Author(s) This pre-registration is currently anonymous to enable blind peer-review. It has 3 authors.
Pre-registered on 2019/04/16 01:06 (PT)
1) Have any data been collected for this study already? No, no data have been collected for this study yet.
2) What's the main question being asked or hypothesis being tested in this study? This project focuses on interindividual differences in Machiavellianism, which is defined as a tendency toward cynicism and manipulativeness, and the belief that ends justify means. We hypothesized that some situations are more conducive than others for Machiavellianism to translate into behavior. In particular, Construal Level Theory holds that individuals construe social situations on a concrete level, or an abstract level, and that an abstract construal level triggers values and value-related traits to be more influential on behavior. Against this background, we hypothesized that differences in Machiavellianism produce differences in dishonest monetary behavior when situations are construed abstractly.
3) Describe the key dependent variable(s) specifying how they will be measured. Cheating paradigm: The likelihood of participants winning a bonus for themselves serves as dependent variable on a group level. On individual level this variable can have two outcomes: 0 for no win and 1 for a win.
4) How many and which conditions will participants be assigned to? Independent Variable 1: Construal level (manipulated)
Participants will be randomly assigned to a concrete or abstract construal level condition and asked to either think about why (abstract level) or how (concrete level) they would try to reach an objective of improving and maintaining one’s physical health (Freitas, Gollwitzer, & Trope, 2004).
Independent Variable 2: Machiavellianism (measured, not manipulated)
Participants’ Machiavellianism score will be assessed with the MACH-IV scale (Christie & Geis, 1970).
5) Specify exactly which analyses you will conduct to examine the main question/hypothesis. We will conduct the following analyses:
• A binomial test to investigate whether the observed probability of winning a bonus was higher than expected by chance (.50).
• Furthermore, we will use the RRreg package (Heck & Moshagen, 2017) to estimate the cheating prevalence in our sample while taking into account the baseline probability of winning and the proportion of participants claiming to win a bonus.
• Next, we will use the RRreg package to calculate a logistic regression on probability of winning the bonus (DV) with the following predictors: construal level (IV1, dummy-coded as 0 = abstract construal level and 1 = concrete construal level), Machiavellianism score (IV2, mean-centered), and the interaction between the two predictors.
• If a two-way interaction is found, we will apply a recentering strategy and will recalculate the logistic regression model with the construal level factor coded as 0 = concrete and 1 = abstract, to test whether Machiavellianism predicts the DV under a concrete construal level as well.

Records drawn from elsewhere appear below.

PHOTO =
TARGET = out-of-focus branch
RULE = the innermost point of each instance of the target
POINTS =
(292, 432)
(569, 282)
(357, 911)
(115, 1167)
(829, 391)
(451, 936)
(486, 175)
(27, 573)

6) Describe exactly how outliers will be defined and handled, and your precise rule(s) for excluding observations. Previous research revealed that participants’ age and Machiavellianism are negatively correlated (the older, the less Machiavellian), and variance on Machiavellianism decreases with age. As age is not our variable of interest in this line of research, we will only recruit participants aged < 40, to increase the likelihood for high and well distributed Machiavellianism scores in our sample.
As in our previous studies we will only recruit US-American, male participants, who have not participated in our previous study.
From the sample obtained, we will exclude all participants who did not fully complete the study.
7) How many observations will be collected or what will determine sample size? No need to justify decision, but be precise about exactly how the number will be determined. Based on the effects found in Study 2, a desired power of .80, and an alpha-error of .05, we collected data from 484 participants in Study 3 and plan to collect data from 484 participants in this study, too. Furthermore, to ensure that we will reach this target even when applying our predefined exclusion criteria, we will add 10% to this number and therefore collect data from 532 participants.
Note: Because we are not aware of a power estimation function for the RRreg package, this total N is an approximation. This approximation is derived by calculating power for two alternative ways of data analysis (using correlations), both of which are suggested as biased in the literature, but allow the use of standard power calculations procedures (G*Power).
8) Anything else you would like to pre-register? (e.g., secondary analyses, variables collected for exploratory purposes, unusual analyses planned?) We might exploratorily investigate the correlations between age and Machiavellianism scores.